New CMS system - 100,000 old urls - use robots.txt to block?
-
Hello.
My website has recently switched to a new CMS system.
Over the last 10 years or so, we've used 3 different CMS systems on our current domain. As expected, this has resulted in lots of urls.
Up until this most recent iteration, we were unable to 301 redirect or use any page-level indexation techniques like rel 'canonical'
Using SEOmoz's tools and GWMT, I've been able to locate and redirect all pertinent, page-rank bearing, "older" urls to their new counterparts..however, according to Google Webmaster tools 'Not Found' report, there are literally over 100,000 additional urls out there it's trying to find.

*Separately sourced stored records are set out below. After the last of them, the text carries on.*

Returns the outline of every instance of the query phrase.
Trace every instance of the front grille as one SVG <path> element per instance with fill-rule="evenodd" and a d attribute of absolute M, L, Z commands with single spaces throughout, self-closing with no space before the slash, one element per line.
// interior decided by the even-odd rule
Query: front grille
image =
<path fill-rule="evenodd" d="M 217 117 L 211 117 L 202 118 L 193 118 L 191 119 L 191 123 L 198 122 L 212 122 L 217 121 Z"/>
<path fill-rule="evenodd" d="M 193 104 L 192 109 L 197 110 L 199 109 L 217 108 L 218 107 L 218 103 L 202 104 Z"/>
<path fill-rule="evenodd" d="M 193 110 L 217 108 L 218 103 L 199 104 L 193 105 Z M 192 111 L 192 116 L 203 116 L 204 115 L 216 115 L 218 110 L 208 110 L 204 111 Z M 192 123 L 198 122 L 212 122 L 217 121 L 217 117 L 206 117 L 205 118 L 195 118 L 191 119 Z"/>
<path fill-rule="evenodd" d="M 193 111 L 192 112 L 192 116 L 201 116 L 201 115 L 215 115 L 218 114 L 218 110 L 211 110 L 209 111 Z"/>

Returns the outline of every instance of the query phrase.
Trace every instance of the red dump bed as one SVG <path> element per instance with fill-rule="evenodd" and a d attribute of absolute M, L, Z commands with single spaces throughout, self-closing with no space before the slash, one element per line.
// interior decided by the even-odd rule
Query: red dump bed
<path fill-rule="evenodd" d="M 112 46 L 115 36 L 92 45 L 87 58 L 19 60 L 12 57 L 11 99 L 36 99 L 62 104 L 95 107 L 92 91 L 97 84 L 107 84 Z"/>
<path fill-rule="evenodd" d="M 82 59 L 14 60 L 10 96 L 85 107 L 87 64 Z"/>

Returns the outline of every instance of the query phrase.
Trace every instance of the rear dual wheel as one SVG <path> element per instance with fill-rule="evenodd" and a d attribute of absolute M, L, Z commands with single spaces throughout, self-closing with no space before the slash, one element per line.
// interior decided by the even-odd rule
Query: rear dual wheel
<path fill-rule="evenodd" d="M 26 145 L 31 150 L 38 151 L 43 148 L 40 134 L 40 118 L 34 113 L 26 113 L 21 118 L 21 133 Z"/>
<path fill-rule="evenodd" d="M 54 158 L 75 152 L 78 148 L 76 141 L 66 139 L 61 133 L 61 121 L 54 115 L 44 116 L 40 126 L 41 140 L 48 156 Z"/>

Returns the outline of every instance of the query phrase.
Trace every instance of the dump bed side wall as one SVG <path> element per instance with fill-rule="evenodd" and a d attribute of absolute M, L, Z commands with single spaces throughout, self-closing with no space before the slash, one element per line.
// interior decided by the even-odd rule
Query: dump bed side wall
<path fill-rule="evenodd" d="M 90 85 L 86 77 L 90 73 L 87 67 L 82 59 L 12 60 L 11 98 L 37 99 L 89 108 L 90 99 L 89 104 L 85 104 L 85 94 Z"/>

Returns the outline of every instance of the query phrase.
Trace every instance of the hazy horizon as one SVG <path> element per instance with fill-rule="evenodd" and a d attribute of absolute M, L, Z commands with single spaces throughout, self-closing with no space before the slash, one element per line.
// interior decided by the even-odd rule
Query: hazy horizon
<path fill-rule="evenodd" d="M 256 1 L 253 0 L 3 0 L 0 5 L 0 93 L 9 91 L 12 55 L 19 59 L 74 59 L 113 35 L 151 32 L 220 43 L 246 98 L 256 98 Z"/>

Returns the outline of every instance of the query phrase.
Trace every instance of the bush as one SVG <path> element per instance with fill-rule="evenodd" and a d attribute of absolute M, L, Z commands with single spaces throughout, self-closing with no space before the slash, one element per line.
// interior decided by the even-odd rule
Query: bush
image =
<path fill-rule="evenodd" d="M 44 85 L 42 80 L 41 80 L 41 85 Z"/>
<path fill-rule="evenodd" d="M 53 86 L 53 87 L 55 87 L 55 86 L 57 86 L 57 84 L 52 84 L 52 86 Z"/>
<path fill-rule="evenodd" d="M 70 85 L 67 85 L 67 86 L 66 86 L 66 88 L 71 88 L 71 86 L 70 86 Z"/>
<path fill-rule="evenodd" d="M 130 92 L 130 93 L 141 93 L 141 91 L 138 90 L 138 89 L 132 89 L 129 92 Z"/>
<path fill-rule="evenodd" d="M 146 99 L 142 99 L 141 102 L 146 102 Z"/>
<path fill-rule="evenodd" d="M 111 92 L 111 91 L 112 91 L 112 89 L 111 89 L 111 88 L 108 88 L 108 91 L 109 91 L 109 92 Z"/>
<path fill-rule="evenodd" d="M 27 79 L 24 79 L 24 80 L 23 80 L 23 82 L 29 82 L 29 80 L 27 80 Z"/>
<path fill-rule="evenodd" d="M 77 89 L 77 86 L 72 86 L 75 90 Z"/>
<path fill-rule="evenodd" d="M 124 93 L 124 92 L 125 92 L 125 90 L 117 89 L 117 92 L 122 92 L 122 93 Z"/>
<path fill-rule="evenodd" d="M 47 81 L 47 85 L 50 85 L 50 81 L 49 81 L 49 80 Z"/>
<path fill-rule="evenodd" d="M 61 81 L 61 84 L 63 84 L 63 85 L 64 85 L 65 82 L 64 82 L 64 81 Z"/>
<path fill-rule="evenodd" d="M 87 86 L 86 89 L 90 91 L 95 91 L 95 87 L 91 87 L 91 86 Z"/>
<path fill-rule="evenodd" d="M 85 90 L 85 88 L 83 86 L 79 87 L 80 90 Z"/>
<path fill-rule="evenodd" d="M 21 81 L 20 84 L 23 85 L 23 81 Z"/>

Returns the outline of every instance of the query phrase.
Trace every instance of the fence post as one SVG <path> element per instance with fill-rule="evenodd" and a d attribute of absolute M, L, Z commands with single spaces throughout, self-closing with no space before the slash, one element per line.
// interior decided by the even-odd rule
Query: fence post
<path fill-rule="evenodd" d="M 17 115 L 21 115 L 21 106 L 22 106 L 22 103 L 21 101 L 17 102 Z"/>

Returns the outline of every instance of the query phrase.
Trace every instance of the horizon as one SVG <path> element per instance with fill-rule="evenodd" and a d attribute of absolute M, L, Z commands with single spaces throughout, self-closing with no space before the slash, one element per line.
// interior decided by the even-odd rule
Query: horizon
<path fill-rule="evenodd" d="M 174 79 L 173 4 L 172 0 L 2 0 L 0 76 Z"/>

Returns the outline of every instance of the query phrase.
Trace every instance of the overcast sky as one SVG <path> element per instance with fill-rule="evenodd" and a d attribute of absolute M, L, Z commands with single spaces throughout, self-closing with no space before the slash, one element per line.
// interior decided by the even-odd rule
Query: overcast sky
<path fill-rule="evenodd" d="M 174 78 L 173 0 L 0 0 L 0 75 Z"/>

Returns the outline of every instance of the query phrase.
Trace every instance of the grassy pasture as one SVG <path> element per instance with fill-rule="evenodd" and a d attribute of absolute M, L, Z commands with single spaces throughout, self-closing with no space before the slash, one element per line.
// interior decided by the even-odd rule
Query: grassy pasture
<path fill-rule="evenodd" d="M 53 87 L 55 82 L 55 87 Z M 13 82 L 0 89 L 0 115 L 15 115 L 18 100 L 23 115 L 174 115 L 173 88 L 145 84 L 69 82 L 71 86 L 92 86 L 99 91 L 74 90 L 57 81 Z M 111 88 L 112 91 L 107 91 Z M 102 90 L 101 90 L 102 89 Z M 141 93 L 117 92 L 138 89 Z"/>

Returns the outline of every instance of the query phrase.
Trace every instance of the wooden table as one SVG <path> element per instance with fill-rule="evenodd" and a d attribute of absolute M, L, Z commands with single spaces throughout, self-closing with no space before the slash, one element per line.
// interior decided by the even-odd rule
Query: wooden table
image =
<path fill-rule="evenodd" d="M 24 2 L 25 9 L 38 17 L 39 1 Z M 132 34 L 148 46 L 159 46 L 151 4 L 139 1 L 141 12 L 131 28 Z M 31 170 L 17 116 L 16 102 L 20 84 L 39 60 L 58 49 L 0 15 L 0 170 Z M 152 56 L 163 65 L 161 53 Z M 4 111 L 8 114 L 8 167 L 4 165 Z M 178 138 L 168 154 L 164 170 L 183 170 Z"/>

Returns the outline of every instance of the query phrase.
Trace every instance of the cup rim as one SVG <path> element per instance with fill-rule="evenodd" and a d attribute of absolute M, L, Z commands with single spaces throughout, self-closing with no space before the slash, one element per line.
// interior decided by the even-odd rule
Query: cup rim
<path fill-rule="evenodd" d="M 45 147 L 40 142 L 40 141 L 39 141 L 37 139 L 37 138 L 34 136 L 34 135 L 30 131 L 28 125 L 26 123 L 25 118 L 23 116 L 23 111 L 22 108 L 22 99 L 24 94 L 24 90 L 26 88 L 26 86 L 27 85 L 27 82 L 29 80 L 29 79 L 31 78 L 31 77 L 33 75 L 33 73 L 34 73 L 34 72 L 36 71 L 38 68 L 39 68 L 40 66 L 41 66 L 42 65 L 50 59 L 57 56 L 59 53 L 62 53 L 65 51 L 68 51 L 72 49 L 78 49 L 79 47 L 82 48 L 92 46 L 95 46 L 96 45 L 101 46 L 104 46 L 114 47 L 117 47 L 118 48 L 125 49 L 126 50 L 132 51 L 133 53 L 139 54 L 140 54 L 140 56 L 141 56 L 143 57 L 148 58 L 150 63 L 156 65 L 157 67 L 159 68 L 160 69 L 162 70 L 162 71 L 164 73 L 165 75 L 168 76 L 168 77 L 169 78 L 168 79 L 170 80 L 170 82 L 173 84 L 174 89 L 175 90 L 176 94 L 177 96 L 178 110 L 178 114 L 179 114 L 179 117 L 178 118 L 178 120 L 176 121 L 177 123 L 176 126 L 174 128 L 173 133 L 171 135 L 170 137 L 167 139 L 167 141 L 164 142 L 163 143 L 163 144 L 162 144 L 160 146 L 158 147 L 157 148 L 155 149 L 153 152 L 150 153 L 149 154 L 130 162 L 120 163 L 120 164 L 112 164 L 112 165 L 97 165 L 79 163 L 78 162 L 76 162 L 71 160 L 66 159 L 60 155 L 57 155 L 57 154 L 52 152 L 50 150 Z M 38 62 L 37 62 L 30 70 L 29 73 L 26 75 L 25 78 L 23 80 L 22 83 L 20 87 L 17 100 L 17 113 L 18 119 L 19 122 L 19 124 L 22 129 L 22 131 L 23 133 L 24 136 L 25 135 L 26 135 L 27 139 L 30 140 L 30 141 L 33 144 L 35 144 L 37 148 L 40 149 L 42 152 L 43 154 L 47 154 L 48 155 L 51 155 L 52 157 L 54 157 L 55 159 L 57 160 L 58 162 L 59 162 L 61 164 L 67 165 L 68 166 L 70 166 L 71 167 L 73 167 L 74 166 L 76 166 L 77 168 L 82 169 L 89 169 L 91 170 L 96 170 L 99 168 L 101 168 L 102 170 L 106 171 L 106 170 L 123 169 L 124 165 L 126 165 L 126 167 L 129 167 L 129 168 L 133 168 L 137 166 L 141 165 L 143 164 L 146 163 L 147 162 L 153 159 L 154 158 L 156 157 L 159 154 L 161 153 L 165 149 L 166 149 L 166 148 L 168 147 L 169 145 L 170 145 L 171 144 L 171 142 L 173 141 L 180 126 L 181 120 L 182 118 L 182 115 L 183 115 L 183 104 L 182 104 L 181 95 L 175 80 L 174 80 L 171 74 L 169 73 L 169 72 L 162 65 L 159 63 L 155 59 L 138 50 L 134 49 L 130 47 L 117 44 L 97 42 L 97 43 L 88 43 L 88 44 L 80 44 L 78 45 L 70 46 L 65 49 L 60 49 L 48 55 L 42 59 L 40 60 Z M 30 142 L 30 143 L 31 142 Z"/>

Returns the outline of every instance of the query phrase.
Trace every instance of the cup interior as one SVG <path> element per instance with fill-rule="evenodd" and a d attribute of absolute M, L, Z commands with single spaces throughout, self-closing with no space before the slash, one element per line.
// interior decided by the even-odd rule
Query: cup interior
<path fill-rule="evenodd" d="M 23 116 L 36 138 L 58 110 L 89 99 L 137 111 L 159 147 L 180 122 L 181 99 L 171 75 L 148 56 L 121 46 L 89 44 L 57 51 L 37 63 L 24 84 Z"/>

My question is, is there an advantage to using robots.txt to stop search engines from looking for some of these older directories? Currently, we allow everything - only using page level robots tags to disallow where necessary.
Thanks!
-
Great stuff..thanks again for your advice..much appreciated!
-
It can be really tough to gauge the impact - it depends on how suddenly the 404s popped up, how many you're seeing (webmaster tools, for Google and Bing, is probably the best place to check) and how that number compares to your overall index. In most cases, it's a temporary problem and the engines will sort it out and de-index the 404'ed pages.
I'd just make sure that all of these 404s are intentional and none are valuable pages or occurring because of issues with the new CMS itself. It's easy to overlook something when you're talking about 100K pages, and it could be more than just a big chunk of 404s.
-
Thanks for the advice! The previous website did have a robots.txt file with a few wild cards declared. A lot of the urls I'm seeing are NOT indexed anymore and haven't been for many years.
So, I think the 'stop the bleeding' method will work, and I'll just have to proceed with investigating and applying 301s as necessary.
Any idea what kind of an impact this is having on our rankings? I submitted a valid sitemap, crawl paths are good, and major 301s are in place. We've been hit particularly hard in Bing.
Thanks!
-
I've honestly had mixed luck with using Robots.txt to block pages that have already been indexed. It tends to be unreliable at a large scale (good for prevention, poor for cures). I endorsed @Optimize, though, because if Robots.txt is your only option, it can help "stop the bleeding". Sometimes, you use the best you have.
It's a bit trickier with 404s ("Not Found"). Technically, there's nothing wrong with having 404s (and it's a very valid signal for SEO), but if you create 100,000 all at once, that can sometimes give raise red flags with Google. Some kind of mass-removal may prevent problems from Google crawling thousands of not founds all at once.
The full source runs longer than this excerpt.